Thanks Phoebe, for my presentation I'll highlight long term preservation "in perpetuity" as the key point of interest and reflect some of the other issues raised on this thread about the suitability for certain types of donation.
I'm not expecting a WMF policy overnight, just thought that there might be something in existence. It sounds like an area of the mission that would be reasonable to translate into direct operational targets (say, a pragmatic 10 or 20 year plan).
Cheers, Fae -- http://enwp.org/user_talk:fae Guide to email tags: http://j.mp/faetags
On 2 June 2011 19:28, phoebe ayers phoebe.wiki@gmail.com wrote:
On Thu, Jun 2, 2011 at 6:21 AM, Fae faenwp@gmail.com wrote:
Briefly responding to a couple of points raised so far:
Yes, there is a need for a policy as otherwise the WMF would have no long term operational archive plan. "Self evident" is insufficient in order to budget and plan in a credible way. If as the planned outcome of a research project I had a large image donation to make and such a commitment was absent, I would prefer to mass donate images of public interest to an organization that had one, and assume that at some point e-volunteers at Wikimedia Commons would take the initiative and port in what they fancied.
Fae,
There is no explicit, official operational archive plan of the type you are referring to. I am familiar with the type of plan you mean -- archives and libraries in particular often have explicit retention plans that specify a date range. This kind of plan would likely be developed by the board as part of our long-range operational planning. There are difficulties, as others have pointed out, because unlike an archive we cannot guarantee retention of any particular item -- individual curation and editorial decisions are done by the community.
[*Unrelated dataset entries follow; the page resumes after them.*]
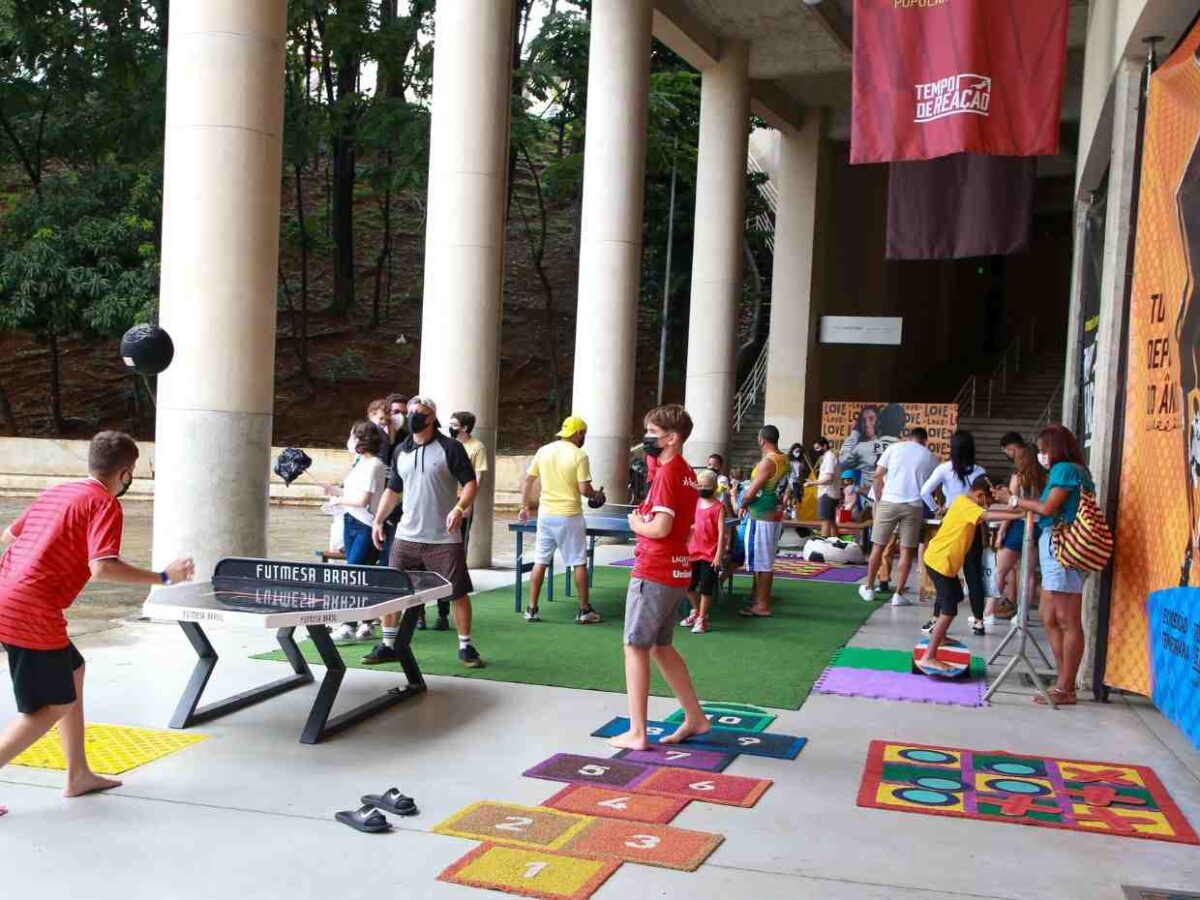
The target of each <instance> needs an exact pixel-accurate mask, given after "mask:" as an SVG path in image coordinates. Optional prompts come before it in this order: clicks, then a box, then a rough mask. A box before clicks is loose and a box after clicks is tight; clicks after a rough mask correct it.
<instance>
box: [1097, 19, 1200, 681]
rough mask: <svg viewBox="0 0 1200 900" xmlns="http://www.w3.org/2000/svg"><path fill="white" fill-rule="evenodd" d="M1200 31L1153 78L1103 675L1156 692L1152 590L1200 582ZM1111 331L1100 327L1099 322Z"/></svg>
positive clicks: (1136, 232)
mask: <svg viewBox="0 0 1200 900" xmlns="http://www.w3.org/2000/svg"><path fill="white" fill-rule="evenodd" d="M1198 48H1200V30H1193V31H1192V34H1190V35H1188V37H1187V38H1184V41H1183V42H1182V43H1181V44H1180V47H1178V49H1176V52H1175V53H1174V54H1171V58H1170V59H1169V60H1168V61H1166V62H1165V64H1164V65H1163V66H1162V67H1160V68H1159V70H1158V72H1156V73H1154V76H1153V77H1152V78H1151V86H1150V106H1148V107H1147V113H1146V134H1145V149H1144V156H1142V169H1141V200H1140V206H1139V211H1138V232H1136V235H1138V242H1136V251H1135V257H1134V278H1133V298H1132V301H1130V306H1129V347H1128V378H1127V382H1126V422H1124V443H1123V454H1124V455H1123V460H1122V466H1121V473H1120V479H1121V494H1120V496H1121V503H1120V509H1118V514H1117V523H1116V534H1117V550H1116V557H1115V560H1114V581H1112V598H1111V612H1110V624H1109V644H1108V647H1109V649H1108V670H1106V674H1105V682H1106V683H1108V684H1110V685H1112V686H1115V688H1123V689H1126V690H1132V691H1136V692H1138V694H1145V695H1150V692H1151V686H1152V685H1151V664H1150V628H1148V622H1147V617H1146V601H1147V596H1148V595H1150V594H1151V593H1152V592H1156V590H1160V589H1163V588H1171V587H1176V586H1180V584H1181V582H1182V583H1187V582H1190V583H1192V584H1196V583H1198V576H1200V558H1198V559H1196V560H1195V563H1194V564H1192V565H1190V576H1189V577H1186V576H1184V572H1186V571H1187V569H1188V559H1189V558H1190V554H1189V546H1190V544H1192V541H1193V539H1194V535H1195V530H1196V521H1198V514H1200V503H1198V499H1200V492H1198V480H1196V479H1198V475H1200V283H1198V282H1200V144H1198V138H1200V58H1198ZM1102 328H1103V326H1102Z"/></svg>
However, long-term preservation and dissemination of knowledge is an inherent and explicit part of our mission. You could point to:
- Our mission statement, which says we will retain useful information
from our projects on the Internet, free of charge, in perpetuity (http://wikimediafoundation.org/wiki/Mission_statement)
- the fact that a free license enables redistribution and longer-term
preservation support than copyright does, because others have the ability to preserve our collections even if the WMF itself fails (dumps are noted as a value, in our values statement: http://wikimediafoundation.org/wiki/Values).
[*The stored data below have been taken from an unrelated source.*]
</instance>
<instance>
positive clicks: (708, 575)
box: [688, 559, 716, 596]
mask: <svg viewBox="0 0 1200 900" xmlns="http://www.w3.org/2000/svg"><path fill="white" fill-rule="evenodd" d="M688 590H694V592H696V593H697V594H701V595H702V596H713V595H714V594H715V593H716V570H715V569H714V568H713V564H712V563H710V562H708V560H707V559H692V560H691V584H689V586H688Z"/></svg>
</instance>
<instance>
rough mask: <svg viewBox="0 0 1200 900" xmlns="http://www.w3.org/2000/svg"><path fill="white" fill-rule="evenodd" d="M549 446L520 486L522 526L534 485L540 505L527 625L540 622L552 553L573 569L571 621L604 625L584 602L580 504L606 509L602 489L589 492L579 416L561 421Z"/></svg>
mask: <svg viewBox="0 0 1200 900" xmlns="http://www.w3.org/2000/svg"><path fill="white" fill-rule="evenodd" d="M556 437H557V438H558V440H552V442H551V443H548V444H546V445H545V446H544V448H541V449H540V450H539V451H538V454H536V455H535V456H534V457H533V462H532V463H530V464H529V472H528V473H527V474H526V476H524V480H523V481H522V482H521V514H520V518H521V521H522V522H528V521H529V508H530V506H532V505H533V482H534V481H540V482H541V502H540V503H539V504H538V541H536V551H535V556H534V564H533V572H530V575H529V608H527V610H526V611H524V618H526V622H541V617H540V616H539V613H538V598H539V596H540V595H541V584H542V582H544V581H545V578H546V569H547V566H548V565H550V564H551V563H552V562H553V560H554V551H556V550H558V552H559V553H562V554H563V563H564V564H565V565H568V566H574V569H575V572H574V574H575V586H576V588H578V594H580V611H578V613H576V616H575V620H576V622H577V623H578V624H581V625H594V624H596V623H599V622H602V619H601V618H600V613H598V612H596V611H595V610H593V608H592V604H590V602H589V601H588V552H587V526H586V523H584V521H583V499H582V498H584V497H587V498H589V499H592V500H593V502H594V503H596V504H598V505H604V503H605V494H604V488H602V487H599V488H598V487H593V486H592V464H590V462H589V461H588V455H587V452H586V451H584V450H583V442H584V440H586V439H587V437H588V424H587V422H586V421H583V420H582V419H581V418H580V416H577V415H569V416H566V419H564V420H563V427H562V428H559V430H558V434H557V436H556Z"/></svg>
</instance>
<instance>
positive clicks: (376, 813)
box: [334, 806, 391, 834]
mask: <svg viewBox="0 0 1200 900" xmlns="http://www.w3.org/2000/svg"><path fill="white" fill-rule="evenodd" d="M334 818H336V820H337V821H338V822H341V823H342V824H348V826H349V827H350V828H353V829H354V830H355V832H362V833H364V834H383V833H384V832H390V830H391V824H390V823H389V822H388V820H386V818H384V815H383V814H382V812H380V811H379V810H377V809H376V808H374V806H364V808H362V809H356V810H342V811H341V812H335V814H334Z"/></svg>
As you note, the key part of this is free licensing under a compatible license. We are interested in supporting the ecosystem of free knowledge, so that if an organization wanted their primary archive to be someplace else (but accessible to Commons technically and through licensing) that's fine; we can upload. However, as an organization, we are absolutely committed to preserving free knowledge for the long term.
For this presentation, your preparation turn-around time is pretty short here, and I personally don't have time to pull together other community documents on this subject right now (maybe others do), but you can certainly tell the organizations our about our long-term commitment. Whether Commons is appropriate for them, however, depends on what they are looking for. The biggest argument for uploading collections to Wikimedia is not our function as an archival service (since we don't fulfill all of the requirements of a traditional archive), but rather the immense distribution and visibility our projects can give such collections, far exceeding any other online service, because of our global reach.